— Это просто какая-то гимнастика для мозга. Но никакого смысла в этом нет.
— Нет, — сказал Тёрлес и снова посмотрел в сад. За спиной у себя вдалеке — он слышал жужжанье газовых ламп. Он следил за каким-то чувством, поднимавшимся в нем меланхолически, как туман.
— Смысла нет никакого. Ты прав. Но говорить себе это совершенно незачем. А в чем из того, что мы целый день делаем в школе, есть какой-то смысл? От чего есть какой-то толк? Толк, я хочу сказать, для себя, понимаешь? Вечером знаешь, что прожил еще один день, что выучил столько-то и сколько-то, ты выполнил расписание, но при этом остался пустым — внутренне, я хочу сказать, ты испытываешь, так сказать, внутренний голод…
Байнеберг пробормотал что-то насчет «упражняться», «готовить ум», «еще ни за что нельзя браться», «позднее».
— Готовиться? Упражняться? Для чего же? Ты знаешь что-то определенное? Ты, может быть, на что-то надеешься, но и тебе это совершенно неясно. Вот что выходит: вечное ожидание чего-то, о чем ничего другого не знаешь, кроме того, что ждешь этого… Это так скучно…
— Скучно… — протяжно повторил Байнеберг и покачал головой.
Тёрлес все еще смотрел в сад. Ему казалось, что он слышит шуршанье сухих листьев, которые собирал ветер. Затем настал тот миг полнейшей тишины, который всегда наступает незадолго до того, как совсем стемнеет; очертания предметов, все сильнее растворявшиеся в сумерках, и краски, которые расплывались, — казалось, застыли на несколько секунд, переводя дух.

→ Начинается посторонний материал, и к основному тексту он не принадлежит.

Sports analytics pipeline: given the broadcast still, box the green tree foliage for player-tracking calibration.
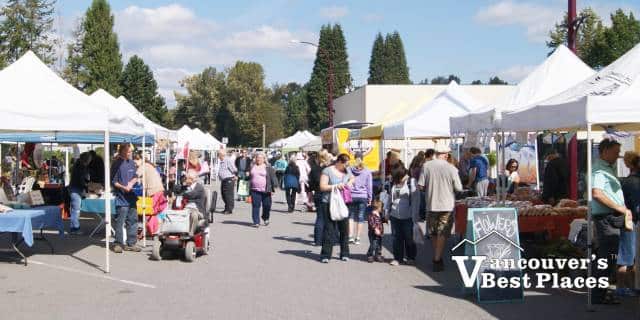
[120,55,168,124]
[471,80,482,85]
[367,32,385,84]
[431,74,460,84]
[418,78,429,85]
[368,31,410,84]
[62,18,86,89]
[307,24,351,132]
[0,0,57,65]
[174,67,225,134]
[547,8,640,69]
[273,82,309,136]
[79,0,123,95]
[488,76,508,85]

— Послушай, Байнеберг, — сказал Тёрлес, не оборачиваясь, — когда смеркается, всегда, видно, бывает несколько мгновений совершенно особого рода. Сколько раз это ни наблюдаю, мне вспоминается одно и то же. Я был еще очень мал, когда однажды играл в этот час в лесу. Служанка отошла. Я этого не знал, и у меня было ощущение, что она еще где-то близко. Вдруг что-то заставило меня поднять глаза. Я почувствовал, что я один. Все вдруг совсем затихло. И когда я оглянулся, мне показалось, будто деревья молча стоят вокруг и наблюдают за мной. Я заплакал. Я почувствовал себя покинутым взрослыми, отданным на произвол неживых созданий. Что это такое? Я часто чувствую это снова. Это внезапное безмолвие, словно речь, которой мы не слышим?

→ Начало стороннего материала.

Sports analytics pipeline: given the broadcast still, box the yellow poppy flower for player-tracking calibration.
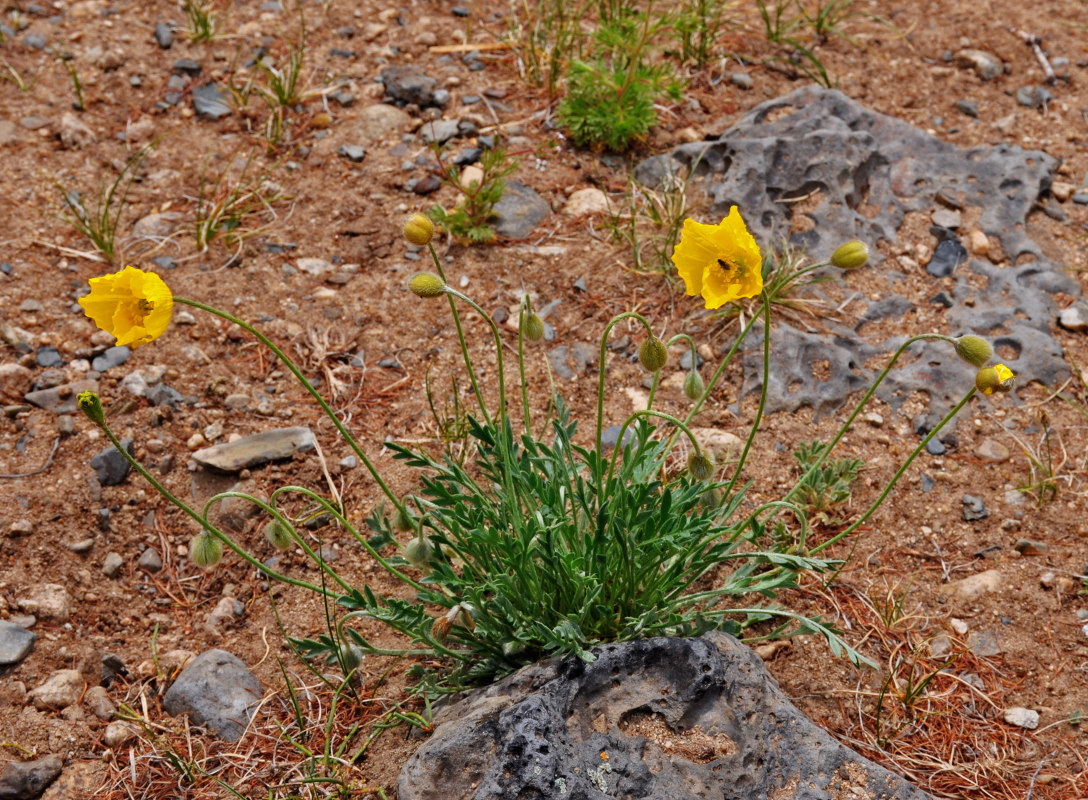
[671,206,763,309]
[78,266,173,349]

— Я не знаю, что ты имеешь в виду. Но почему бы у вещей не быть языку? Ведь не можем же мы со всей определенностью утверждать, что у них не бывает души!
Тёрлес не ответил. Рассуждения Байнеберга были ему неприятны.
Но вскоре тот начал:
— Почему ты все время глядишь в окно? Что ты в этом находишь?
— Я все еще думаю, что это может быть.
На самом деле он думал уже о чем-то другом, в чем не хотел признаться. Высокое напряжение, сосредоточенность, с которой прислушиваешься к серьезной тайне, и ответственность, которую берешь на себя, заглядывая в еще не описанные связи жизни, он смог выдержать только один миг. Затем им опять овладело то чувство одиночества и покинутости, что всегда следовало за этим слишком высоким запросом. Он чувствовал: здесь таится что-то, пока еще слишком трудное для него, и мысли его убегали к чему-то другому, тоже таившемуся здесь, но как бы только на заднем плане и в засаде, — к одиночеству.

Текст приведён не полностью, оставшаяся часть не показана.